A Somali man charged with trying to kill a Dane who caricatured the Prophet Mohammed pleaded not guilty to attempted murder on the first day of his trial Wednesday, insisting he had only aimed to scare the cartoonist.
“I was irritated and frustrated by his comments. I wanted to frighten him but not to kill him,” Mohamed Geele, 29, told a packed court in the central Danish town of Aarhus, speaking calmly in Danish.
The Somali is accused of breaking into 75-year-old Kurt Westergaard’s home on January 1 last year wielding an axe and trying to kill him.
He could face life in prison if found guilty on all counts: attempted terrorism, attempted murder, attacking a police officer and illegal arms possession.
Geele, who Danish intelligence police say is linked to the Somali Islamist movement Al-Shebab, insisted he had “bought the axe to help a friend cut down a tree.”
“But I brought it with me to Aarhus because I was very angry with (Westergaard) and wanted to break down his door to talk with him,” acknowledged the defendant, who appeared calm and collected before the court, wearing a black sweater, jeans and glasses.
Geele, who had an obvious limp from injuries he sustained during his arrest, stressed that he was “a Muslim who follows the precepts of Islam and who prays and goes to the mosque.”

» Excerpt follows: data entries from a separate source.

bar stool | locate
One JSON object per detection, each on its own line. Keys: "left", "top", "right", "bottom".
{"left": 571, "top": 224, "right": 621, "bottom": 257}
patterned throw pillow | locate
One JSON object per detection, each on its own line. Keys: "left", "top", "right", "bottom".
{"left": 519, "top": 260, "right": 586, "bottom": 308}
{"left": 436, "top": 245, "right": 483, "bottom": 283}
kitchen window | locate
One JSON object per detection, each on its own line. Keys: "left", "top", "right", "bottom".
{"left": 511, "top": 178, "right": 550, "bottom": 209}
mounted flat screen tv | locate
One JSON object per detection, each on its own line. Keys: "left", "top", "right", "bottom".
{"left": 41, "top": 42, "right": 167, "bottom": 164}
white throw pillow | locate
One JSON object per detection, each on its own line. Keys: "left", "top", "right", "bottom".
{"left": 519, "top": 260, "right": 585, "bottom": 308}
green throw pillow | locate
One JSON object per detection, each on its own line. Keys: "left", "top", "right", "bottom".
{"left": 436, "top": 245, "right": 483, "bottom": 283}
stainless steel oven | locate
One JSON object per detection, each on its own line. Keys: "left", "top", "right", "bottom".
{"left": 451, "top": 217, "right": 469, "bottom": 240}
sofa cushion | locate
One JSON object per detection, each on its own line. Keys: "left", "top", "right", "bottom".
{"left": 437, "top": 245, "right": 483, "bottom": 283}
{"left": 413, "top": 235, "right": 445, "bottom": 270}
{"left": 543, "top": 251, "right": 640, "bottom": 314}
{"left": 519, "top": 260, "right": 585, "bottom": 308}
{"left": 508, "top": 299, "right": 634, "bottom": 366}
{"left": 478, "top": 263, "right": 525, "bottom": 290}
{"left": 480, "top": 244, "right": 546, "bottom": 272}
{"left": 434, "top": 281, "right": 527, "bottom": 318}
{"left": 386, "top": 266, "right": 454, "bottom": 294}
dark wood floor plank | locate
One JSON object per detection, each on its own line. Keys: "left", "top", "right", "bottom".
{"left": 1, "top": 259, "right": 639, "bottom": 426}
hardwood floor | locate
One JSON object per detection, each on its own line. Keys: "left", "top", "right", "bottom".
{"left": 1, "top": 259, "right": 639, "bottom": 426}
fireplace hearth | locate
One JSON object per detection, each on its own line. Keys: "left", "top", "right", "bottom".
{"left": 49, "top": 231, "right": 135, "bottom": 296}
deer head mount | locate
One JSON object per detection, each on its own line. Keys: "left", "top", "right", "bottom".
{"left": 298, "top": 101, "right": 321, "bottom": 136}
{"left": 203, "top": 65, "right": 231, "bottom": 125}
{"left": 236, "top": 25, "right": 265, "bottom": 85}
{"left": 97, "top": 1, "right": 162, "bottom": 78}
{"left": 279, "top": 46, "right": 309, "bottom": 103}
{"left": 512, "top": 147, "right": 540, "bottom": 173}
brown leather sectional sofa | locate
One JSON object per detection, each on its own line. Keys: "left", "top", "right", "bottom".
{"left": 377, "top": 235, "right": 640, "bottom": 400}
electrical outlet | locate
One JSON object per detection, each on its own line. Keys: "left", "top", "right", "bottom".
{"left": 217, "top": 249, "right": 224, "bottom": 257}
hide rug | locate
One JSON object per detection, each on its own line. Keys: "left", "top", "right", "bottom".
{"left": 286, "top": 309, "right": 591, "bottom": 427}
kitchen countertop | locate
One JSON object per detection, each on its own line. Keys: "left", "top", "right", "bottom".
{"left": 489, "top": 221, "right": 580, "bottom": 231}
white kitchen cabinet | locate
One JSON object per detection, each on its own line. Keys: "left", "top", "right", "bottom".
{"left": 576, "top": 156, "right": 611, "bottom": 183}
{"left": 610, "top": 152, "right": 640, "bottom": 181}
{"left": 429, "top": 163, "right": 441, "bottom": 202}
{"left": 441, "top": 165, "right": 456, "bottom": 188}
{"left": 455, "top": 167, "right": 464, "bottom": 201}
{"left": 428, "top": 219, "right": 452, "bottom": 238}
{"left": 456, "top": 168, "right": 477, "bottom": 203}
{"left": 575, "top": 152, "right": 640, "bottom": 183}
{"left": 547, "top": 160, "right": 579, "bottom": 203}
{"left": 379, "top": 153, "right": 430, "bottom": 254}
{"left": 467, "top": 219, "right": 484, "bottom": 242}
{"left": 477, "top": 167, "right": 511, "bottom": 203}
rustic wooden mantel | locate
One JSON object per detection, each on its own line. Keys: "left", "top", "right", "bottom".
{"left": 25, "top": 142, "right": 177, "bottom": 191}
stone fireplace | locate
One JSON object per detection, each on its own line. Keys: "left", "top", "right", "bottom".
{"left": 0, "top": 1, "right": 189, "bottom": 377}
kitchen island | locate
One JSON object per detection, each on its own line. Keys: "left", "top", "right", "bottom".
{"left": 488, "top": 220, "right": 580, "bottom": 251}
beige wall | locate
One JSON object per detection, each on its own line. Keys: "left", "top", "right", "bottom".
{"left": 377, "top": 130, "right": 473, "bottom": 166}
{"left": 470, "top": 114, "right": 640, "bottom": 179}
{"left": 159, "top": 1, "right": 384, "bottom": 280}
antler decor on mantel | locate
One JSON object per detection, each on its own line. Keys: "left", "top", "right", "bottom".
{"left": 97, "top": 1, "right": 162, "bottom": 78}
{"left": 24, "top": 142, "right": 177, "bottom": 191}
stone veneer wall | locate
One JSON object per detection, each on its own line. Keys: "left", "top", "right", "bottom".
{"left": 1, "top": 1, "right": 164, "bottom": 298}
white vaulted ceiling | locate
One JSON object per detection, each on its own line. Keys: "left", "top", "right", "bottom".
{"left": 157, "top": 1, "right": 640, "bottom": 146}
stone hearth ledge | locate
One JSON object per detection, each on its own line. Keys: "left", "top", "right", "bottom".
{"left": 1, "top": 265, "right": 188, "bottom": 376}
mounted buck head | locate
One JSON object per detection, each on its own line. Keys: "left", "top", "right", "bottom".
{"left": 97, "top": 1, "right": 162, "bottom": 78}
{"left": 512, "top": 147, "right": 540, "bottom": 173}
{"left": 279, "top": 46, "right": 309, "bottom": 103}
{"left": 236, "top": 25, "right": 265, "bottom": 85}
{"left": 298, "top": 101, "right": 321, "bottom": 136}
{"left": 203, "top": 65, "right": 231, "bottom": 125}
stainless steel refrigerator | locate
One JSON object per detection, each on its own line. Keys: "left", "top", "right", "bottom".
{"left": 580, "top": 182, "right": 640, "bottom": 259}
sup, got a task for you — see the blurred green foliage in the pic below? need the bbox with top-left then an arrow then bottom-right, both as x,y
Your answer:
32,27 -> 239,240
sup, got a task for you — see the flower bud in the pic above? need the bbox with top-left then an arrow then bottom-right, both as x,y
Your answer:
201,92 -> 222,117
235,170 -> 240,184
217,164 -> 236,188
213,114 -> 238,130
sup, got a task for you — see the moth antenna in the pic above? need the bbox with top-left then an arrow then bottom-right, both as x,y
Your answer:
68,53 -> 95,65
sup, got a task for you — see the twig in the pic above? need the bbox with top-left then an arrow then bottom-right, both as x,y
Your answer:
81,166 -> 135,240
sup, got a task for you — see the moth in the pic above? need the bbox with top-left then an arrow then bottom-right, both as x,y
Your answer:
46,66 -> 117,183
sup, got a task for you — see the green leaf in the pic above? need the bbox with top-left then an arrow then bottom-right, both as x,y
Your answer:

He said that he had wanted the cartoonist to stop “dirtying” the prophet and Muslims like himself.
On the night of January 1, 2010, the Somali “broke down the front door with an axe and destroyed the television set and computer in the living room, screaming in Danish that he was going to kill me because I had offended the Muslim prophet,” Westergaard told AFP on the eve of the trial.
The cartoonist, who was alone at home at the time with the five-year-old daughter of a friend, rushed into a bathroom that had been fortified and transformed into a panic room and called police.
Geele testified Wednesday that “in the beginning I did not want to enter because I heard the voice of a young girl and I didn’t want to traumatise her. I have (four) children myself. But then I decided to do it to scare the cartoonist, so he wouldn’t insult the prophet again.”
When police arrived, Geele came out wielding his axe and a knife. He was shot twice and placed under arrest.
Prosecutor Kristen Dyrman on Wednesday played recordings of Westergaard’s two frightened calls to police that night for the nine jury members.
“He is breaking down the door! It’s very violent. You must come immediately,” the cartoonist screamed, insisting: “You must come now or I won’t survive. He is going to kill me!”
Before Geele took a train and taxi from his home in Copenhagen to Westergaard’s house in Viby, near Aarhus, he had “shaved his entire body and his clothes smelled strongly of perfume,” the prosecutor said, hinting that the man had performed a “ritual” often carried out by those who want to die as martyrs.
Geele rejected that hypothesis, insisting that if “I put on perfume and shave parts of my body, it is for hygenic reasons in line with Islam.”
As for the theory he wanted to “die as a martyr” by allowing himself to be shot dead by police, “it makes no sense. You do not become a martyr like that in Islam,” he said.
Dyrman also said police had found a computer at the Red Cross centre where Geele worked that he had used to conduct research on axes and to locate Westergaard’s home.
The cartoonist has faced numerous death threats since the publication of his drawing of the Prophet Mohammed wearing a turban shaped like a bomb with a lit fuse.
It appeared in the Jyllands-Posten daily on September 30, 2005 along with 11 other cartoons of the Muslim prophet, and sparked angry and even deadly protests across the Islamic world in early 2006.
Westergaard, who is scheduled to testify Thursday, told AFP Tuesday he thought his attacker would receive “a heavy prison sentence.”
“I do not want to excuse his actions, but I would really like to understand how he got to that point. Maybe he was manipulated,” he said.
Geele’s trial is set to last for nine days and the verdict is expected around the first week of February.